Prior/Concomitant Therapy

• Any prior chemotherapy (ie, docetaxel) or immunotherapy; any prior treatment with a PARP inhibitor.
• Prior treatment within 14 days with blood product support or growth factor support.
• Concomitant use of the following types of medications or herbal supplements within 21 days or at least 5 half-lives (whichever is longer), of randomisation: (a) Strong inducers and inhibitors of CYP3A4 (applies to saruparib and abiraterone). The above includes, but may not be limited to, the prohibited medications and herbal supplements listed in Table 6 and Appendix I.
• Concomitant use of drugs that are known to prolong QT and have a known risk of TdP (Appendix I).

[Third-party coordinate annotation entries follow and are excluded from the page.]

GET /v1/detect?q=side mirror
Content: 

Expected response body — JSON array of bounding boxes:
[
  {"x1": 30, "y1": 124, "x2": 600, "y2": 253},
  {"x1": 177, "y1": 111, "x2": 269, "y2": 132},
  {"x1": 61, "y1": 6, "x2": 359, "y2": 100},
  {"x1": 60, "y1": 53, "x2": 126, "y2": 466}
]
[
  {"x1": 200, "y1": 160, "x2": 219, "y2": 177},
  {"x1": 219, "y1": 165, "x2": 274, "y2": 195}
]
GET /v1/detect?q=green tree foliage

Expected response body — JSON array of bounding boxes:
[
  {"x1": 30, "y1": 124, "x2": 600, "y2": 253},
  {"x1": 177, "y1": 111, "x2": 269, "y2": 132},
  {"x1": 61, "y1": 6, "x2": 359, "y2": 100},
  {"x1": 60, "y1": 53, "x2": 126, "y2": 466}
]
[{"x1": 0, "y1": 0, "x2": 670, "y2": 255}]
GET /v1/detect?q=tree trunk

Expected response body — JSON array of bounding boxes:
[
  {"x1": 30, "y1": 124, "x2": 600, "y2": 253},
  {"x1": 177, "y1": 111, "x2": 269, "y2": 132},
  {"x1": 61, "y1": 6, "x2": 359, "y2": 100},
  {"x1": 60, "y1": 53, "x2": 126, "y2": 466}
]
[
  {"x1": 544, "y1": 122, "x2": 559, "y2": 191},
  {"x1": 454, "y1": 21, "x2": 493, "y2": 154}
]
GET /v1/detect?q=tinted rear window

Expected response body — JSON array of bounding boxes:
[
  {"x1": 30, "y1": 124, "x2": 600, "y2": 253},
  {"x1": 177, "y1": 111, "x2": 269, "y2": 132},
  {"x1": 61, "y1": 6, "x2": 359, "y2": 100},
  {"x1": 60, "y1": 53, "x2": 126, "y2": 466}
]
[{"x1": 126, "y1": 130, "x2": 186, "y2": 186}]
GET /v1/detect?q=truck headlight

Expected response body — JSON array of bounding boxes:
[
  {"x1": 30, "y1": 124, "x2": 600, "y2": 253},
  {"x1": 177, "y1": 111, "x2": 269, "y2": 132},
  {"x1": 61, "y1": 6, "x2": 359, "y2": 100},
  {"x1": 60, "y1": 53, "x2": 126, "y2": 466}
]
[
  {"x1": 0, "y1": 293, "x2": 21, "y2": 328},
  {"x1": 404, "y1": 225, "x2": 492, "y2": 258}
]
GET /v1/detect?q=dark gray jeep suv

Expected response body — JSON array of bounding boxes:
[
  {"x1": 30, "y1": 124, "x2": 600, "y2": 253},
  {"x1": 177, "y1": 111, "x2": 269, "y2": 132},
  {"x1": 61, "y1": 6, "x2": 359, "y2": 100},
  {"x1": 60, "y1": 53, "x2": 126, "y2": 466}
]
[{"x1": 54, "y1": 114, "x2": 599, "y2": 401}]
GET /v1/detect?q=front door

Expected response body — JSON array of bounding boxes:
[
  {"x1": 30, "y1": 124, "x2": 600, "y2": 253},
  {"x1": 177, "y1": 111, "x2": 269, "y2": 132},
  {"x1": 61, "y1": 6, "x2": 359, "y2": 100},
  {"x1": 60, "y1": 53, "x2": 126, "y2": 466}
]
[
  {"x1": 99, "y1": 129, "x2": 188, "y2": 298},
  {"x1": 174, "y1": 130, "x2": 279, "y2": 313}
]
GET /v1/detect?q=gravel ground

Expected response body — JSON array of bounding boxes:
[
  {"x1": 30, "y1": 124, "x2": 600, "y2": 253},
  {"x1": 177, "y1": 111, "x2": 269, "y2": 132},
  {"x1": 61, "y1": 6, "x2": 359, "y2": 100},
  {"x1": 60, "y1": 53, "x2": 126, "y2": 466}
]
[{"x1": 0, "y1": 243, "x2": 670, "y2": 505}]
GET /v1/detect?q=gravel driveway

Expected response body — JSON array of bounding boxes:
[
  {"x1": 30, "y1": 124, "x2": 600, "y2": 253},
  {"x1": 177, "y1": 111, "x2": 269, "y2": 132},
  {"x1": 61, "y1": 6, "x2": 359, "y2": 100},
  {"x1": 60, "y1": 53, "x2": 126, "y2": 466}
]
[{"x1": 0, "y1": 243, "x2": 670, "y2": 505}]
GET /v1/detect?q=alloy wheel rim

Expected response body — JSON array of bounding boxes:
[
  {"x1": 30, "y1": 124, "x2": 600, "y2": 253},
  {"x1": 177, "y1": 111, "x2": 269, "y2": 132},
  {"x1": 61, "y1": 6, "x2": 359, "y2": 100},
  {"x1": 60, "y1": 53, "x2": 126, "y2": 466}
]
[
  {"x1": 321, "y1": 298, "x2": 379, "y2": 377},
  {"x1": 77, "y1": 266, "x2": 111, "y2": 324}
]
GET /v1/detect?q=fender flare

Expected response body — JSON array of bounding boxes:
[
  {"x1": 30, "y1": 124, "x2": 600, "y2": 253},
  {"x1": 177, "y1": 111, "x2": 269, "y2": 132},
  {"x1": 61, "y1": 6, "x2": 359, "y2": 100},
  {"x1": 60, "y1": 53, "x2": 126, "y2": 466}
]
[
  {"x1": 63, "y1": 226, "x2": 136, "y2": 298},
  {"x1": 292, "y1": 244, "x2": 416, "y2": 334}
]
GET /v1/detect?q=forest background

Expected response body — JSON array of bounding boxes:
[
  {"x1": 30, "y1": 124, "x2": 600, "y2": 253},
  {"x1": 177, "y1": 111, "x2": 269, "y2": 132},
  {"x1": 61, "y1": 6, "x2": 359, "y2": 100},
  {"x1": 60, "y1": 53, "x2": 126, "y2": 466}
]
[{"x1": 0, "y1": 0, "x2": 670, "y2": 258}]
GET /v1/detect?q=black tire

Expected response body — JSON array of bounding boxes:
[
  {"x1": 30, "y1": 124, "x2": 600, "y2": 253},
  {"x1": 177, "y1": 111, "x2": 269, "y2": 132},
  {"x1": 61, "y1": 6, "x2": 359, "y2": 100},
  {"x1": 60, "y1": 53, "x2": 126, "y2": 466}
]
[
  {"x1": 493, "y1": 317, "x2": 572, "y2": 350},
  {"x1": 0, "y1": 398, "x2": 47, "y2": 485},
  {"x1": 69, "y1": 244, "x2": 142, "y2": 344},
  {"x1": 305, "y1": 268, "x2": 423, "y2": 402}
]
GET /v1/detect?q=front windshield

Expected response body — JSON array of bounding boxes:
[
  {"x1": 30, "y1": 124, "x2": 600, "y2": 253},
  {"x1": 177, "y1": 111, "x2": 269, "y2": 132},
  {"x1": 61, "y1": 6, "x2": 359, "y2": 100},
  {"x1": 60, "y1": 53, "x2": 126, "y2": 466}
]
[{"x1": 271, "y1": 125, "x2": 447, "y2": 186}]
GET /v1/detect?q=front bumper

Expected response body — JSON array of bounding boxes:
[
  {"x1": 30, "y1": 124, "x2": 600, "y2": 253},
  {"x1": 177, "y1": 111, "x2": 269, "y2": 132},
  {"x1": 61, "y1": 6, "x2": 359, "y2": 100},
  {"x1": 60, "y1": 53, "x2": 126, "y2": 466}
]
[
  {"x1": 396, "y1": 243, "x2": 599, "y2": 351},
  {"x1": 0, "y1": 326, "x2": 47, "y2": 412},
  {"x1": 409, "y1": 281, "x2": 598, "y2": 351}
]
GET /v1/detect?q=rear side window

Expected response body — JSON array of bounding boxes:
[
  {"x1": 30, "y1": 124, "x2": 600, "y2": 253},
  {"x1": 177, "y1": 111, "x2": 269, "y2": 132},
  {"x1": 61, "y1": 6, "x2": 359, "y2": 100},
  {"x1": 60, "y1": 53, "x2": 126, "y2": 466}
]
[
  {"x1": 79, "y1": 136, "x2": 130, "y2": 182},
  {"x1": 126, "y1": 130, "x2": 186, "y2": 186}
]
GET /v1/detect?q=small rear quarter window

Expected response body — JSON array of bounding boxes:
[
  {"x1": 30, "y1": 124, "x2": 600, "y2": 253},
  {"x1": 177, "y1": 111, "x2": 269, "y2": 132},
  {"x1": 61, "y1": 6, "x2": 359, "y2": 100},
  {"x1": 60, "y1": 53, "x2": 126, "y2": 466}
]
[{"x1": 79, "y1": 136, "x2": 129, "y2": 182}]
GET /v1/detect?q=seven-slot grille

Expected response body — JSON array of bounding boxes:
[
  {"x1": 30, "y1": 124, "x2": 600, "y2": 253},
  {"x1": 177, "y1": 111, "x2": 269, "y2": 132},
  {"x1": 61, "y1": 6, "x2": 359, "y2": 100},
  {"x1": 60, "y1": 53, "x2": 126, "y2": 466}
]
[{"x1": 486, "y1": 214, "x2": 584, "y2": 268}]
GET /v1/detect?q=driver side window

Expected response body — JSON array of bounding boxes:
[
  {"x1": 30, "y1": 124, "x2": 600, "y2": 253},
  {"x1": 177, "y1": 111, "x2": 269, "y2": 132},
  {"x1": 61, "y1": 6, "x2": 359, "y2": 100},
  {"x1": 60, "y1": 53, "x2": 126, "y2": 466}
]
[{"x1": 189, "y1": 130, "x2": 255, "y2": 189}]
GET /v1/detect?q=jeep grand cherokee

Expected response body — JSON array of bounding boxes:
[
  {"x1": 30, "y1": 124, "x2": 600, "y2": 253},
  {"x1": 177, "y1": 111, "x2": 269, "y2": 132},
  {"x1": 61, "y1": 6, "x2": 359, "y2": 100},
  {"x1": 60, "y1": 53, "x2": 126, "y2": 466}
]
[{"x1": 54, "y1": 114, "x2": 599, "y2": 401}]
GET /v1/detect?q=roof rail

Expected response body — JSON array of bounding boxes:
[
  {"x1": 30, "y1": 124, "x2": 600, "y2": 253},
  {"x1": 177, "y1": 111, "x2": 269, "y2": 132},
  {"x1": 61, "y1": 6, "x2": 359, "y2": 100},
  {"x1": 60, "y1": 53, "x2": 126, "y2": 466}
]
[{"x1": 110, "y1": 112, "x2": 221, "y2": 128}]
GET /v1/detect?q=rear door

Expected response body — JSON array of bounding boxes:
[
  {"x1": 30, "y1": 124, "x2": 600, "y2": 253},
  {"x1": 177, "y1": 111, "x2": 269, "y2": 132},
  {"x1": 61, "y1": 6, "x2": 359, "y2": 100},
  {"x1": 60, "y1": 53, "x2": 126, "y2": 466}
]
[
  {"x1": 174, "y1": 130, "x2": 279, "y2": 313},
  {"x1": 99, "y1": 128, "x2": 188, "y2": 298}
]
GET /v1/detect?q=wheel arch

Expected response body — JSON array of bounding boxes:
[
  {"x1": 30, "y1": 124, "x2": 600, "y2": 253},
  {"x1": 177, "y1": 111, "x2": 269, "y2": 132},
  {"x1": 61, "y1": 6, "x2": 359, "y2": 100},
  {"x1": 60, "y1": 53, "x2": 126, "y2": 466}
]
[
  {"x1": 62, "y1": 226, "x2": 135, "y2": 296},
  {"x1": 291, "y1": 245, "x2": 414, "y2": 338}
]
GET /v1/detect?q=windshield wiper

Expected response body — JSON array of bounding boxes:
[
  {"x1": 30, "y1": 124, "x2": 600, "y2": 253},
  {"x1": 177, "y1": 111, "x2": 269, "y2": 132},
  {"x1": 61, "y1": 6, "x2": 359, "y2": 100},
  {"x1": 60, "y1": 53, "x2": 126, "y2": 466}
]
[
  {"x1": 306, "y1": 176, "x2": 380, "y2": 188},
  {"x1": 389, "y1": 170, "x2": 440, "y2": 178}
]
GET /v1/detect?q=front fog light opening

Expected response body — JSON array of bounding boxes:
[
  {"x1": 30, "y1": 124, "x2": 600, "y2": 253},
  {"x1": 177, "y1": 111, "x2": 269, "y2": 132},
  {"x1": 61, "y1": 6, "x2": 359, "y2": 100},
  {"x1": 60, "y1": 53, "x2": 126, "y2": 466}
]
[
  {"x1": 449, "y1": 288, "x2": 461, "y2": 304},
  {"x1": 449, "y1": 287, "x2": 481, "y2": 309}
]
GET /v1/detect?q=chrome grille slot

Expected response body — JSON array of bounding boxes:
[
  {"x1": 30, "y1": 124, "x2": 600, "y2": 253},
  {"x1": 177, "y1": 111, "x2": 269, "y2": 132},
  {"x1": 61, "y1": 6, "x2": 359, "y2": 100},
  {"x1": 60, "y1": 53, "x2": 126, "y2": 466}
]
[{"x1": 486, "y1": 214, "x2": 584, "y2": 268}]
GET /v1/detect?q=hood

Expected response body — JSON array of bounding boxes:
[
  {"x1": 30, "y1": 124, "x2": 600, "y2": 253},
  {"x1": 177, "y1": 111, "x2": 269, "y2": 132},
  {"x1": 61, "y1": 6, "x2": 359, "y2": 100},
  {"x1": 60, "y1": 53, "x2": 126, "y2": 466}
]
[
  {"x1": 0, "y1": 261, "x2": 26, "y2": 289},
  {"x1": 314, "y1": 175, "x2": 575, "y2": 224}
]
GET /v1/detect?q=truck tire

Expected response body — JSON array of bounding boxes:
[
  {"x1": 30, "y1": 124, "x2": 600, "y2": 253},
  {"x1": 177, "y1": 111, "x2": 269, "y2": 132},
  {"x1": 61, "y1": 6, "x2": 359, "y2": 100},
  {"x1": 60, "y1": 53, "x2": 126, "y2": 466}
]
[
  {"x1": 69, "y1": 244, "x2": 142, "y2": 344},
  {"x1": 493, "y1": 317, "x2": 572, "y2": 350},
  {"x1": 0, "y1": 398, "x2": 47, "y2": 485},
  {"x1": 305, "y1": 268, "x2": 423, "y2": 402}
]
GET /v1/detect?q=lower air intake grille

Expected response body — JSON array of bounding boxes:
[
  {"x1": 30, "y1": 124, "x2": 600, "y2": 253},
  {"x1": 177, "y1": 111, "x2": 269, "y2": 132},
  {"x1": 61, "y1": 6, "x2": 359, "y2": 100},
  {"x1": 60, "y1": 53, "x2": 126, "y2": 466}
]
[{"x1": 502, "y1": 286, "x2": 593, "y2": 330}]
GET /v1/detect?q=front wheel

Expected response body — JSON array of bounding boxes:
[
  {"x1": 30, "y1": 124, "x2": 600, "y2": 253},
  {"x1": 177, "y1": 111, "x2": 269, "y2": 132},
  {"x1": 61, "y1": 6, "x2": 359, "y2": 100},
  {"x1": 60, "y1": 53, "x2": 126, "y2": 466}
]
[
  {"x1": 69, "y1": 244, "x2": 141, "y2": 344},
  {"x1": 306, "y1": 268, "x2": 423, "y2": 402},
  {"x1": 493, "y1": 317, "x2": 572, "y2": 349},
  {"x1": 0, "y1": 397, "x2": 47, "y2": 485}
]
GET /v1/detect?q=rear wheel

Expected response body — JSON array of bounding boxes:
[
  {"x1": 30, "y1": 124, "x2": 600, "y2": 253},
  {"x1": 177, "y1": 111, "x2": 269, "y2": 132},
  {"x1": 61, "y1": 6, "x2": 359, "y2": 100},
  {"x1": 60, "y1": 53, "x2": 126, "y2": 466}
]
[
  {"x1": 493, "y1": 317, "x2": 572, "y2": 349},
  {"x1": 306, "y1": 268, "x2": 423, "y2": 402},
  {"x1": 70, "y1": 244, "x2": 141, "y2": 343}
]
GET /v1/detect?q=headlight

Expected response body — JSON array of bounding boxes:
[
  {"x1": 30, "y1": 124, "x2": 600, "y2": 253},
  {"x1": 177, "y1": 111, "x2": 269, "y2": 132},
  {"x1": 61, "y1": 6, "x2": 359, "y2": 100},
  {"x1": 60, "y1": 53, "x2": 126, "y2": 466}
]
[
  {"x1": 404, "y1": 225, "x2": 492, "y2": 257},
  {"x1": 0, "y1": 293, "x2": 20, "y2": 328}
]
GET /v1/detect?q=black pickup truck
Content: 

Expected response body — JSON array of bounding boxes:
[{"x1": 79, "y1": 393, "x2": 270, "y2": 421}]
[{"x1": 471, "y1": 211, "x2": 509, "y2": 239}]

Prior/Concurrent Clinical Study Experience

• Concurrent enrolment in another clinical study (unless the study is non-interventional, or the participant is in the follow-up period of an interventional study).

Other Exclusions

• Participants with a known hypersensitivity to saruparib or any excipients of these products.
• Involvement in the planning and/or conduct of the study (applies to both AstraZeneca staff and/or staff at the site).
• Judgement by the investigator that the participant should not participate in the study if the participant is unlikely to comply with study procedures, restrictions, and requirements.
• Previous randomisation in the present study.

Note: Other protocol defined Inclusion/Exclusion Criteria may apply.

Eligibility last updated 2/04/2025. Questions regarding updates should be directed to the study team contact.